Un agriculteur intoxiqué, des cultures détruites : une exploitation bio détruite au glyphosate dans les Bouches-du-Rhône

Intoxiqué, l’exploitant, qui avait consommé sa production, a dû être hospitalisé. Son épouse et lui ont porté plainte. Les agriculteurs voisins sont montrés du doigt.

Saccagée. C’est ainsi que Tristan Arlaud, agriculteur bio établi dans le sud-est de la France, retrouve sa production, le 8 juillet dernier. Les serres des Jardins de paradis, au Puy-Sainte-Réparade, dans les Bouches-du-Rhône, ont été lacérées, cisaillées… Les poivrons, tomates ou courgettes sont complètement dévastés.

Avec sa femme, l’agriculteur décide de porter plainte. Quasiment la routine pour ce couple, victime d’actes malveillants sur leur propriété agricole depuis 2016. « Depuis quatre ans, leurs plaintes pour atteintes à des biens sont classées sans suite », affirme Me Quentin Motemps, leur avocat. Après cette énième plainte, Tristan Arlaud continue à travailler et à consommer sa propre production.

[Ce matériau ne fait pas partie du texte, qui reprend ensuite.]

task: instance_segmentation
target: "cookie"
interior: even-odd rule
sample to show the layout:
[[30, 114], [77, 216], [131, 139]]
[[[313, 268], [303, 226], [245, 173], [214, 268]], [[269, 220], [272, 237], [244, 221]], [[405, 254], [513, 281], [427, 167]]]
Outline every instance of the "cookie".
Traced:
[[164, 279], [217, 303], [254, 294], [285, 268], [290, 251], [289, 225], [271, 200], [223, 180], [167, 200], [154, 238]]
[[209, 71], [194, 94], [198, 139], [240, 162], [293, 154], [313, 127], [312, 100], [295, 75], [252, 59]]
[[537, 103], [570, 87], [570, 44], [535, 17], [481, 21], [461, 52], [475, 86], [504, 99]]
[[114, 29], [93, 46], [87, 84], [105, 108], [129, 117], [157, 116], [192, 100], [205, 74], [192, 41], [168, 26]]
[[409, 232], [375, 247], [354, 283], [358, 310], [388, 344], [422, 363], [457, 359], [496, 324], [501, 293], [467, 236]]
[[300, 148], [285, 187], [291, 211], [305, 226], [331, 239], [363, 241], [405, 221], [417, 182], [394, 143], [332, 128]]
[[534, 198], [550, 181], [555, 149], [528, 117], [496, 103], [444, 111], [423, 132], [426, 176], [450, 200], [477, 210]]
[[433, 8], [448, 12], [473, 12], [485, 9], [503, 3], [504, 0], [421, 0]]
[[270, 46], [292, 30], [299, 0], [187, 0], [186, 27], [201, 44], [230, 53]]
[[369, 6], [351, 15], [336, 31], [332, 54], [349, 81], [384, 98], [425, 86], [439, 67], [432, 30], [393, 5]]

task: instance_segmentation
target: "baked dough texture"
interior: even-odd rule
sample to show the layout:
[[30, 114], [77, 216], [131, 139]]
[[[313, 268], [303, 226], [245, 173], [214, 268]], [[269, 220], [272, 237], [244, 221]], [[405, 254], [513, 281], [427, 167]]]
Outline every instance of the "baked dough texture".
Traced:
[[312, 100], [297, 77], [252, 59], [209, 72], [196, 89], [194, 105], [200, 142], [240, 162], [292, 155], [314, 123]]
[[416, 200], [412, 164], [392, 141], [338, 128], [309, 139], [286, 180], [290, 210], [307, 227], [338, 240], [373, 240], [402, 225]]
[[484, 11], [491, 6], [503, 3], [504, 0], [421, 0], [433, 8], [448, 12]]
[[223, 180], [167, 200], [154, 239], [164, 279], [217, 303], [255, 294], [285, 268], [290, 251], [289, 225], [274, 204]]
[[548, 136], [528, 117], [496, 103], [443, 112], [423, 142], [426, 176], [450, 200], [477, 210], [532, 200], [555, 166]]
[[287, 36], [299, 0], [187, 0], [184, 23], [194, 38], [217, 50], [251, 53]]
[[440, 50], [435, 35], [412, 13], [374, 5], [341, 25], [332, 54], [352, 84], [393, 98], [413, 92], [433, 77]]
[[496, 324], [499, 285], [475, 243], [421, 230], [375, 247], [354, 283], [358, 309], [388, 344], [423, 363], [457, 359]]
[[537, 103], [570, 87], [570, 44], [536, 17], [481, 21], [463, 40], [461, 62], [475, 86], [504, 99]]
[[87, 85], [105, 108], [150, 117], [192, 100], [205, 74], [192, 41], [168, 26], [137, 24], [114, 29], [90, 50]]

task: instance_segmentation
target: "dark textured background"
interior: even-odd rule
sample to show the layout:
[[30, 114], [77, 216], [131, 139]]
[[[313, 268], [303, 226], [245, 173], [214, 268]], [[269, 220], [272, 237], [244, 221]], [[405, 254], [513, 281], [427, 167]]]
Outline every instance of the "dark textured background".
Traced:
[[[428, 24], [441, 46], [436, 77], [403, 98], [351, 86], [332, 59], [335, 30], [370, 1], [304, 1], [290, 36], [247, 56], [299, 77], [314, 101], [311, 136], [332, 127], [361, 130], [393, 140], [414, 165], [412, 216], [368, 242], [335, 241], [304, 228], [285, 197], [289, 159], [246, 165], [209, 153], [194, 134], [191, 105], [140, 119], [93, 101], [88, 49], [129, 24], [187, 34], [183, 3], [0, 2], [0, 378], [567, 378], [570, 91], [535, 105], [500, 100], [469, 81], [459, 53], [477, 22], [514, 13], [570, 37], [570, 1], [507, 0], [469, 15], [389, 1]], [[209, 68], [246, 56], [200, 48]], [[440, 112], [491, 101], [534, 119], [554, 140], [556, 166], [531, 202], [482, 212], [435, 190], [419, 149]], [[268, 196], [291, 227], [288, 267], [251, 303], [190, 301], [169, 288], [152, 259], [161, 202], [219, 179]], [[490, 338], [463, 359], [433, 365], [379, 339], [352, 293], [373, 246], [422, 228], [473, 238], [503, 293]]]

Mais quelques jours plus tard, l’agriculteur doit être hospitalisé en urgence. Fiévreux, il est aussi victime de vomissements et atteint de diarrhées. Il perd sept kilos en quatre jours. Son état le résout à faire des tests : il a été victime d’une intoxication au glyphosate. L’herbicide a été pulvérisé sur ses cultures bio. Les voilà inexploitables, et surtout toxiques, impropres à la consommation en label bio. Six serres sur neuf ont été aspergées, le manque à gagner s’élève à 35 000 euros. « Ces serres-là, je ne peux plus les mettre en culture pendant deux ans », se lamente Oriane Arlaud, l’épouse de Tristan.

Ce passage à l’hôpital pousse le couple à prendre un avocat, qui dépose plainte auprès du procureur, à Aix-en-Provence, le 4 août.

« La piste locale est évidente »

Tristan et Oriane Arlaud ont peu de doutes quant à la responsabilité des agriculteurs voisins dans cet acte de malveillance, d’autant que certains d’entre eux sont connus des services des gendarmes à la suite de leurs premières plaintes, en 2016. « Les auteurs sont non seulement identifiés, mais pour certains, ils ont été entendus par les services de la gendarmerie de Venelles, ont reconnu une partie des faits. Pour autant, ils n’ont pas été renvoyés devant un tribunal correctionnel », s’étonne Me Motemps. L’avocat souhaite que « les auteurs soient entendus et qu’ils procèdent à des explications » concernant cette dernière attaque au glyphosate.

Oriane Arlaud abonde :

« La piste locale, elle est évidente. De plus, nous ne sommes pas du tout exposés, nous sommes au bout d’un chemin rural. Ce n’est pas facile à trouver, et encore moins de nuit. C’était organisé, c’est l’œuvre de plusieurs personnes. Pour faire ce qui a été fait, il faut être équipé, avoir des pulvérisateurs à dos. Cela constitue un faisceau de présomptions assez clair, je pense. C’est à la justice de faire son travail maintenant et d’identifier les auteurs. »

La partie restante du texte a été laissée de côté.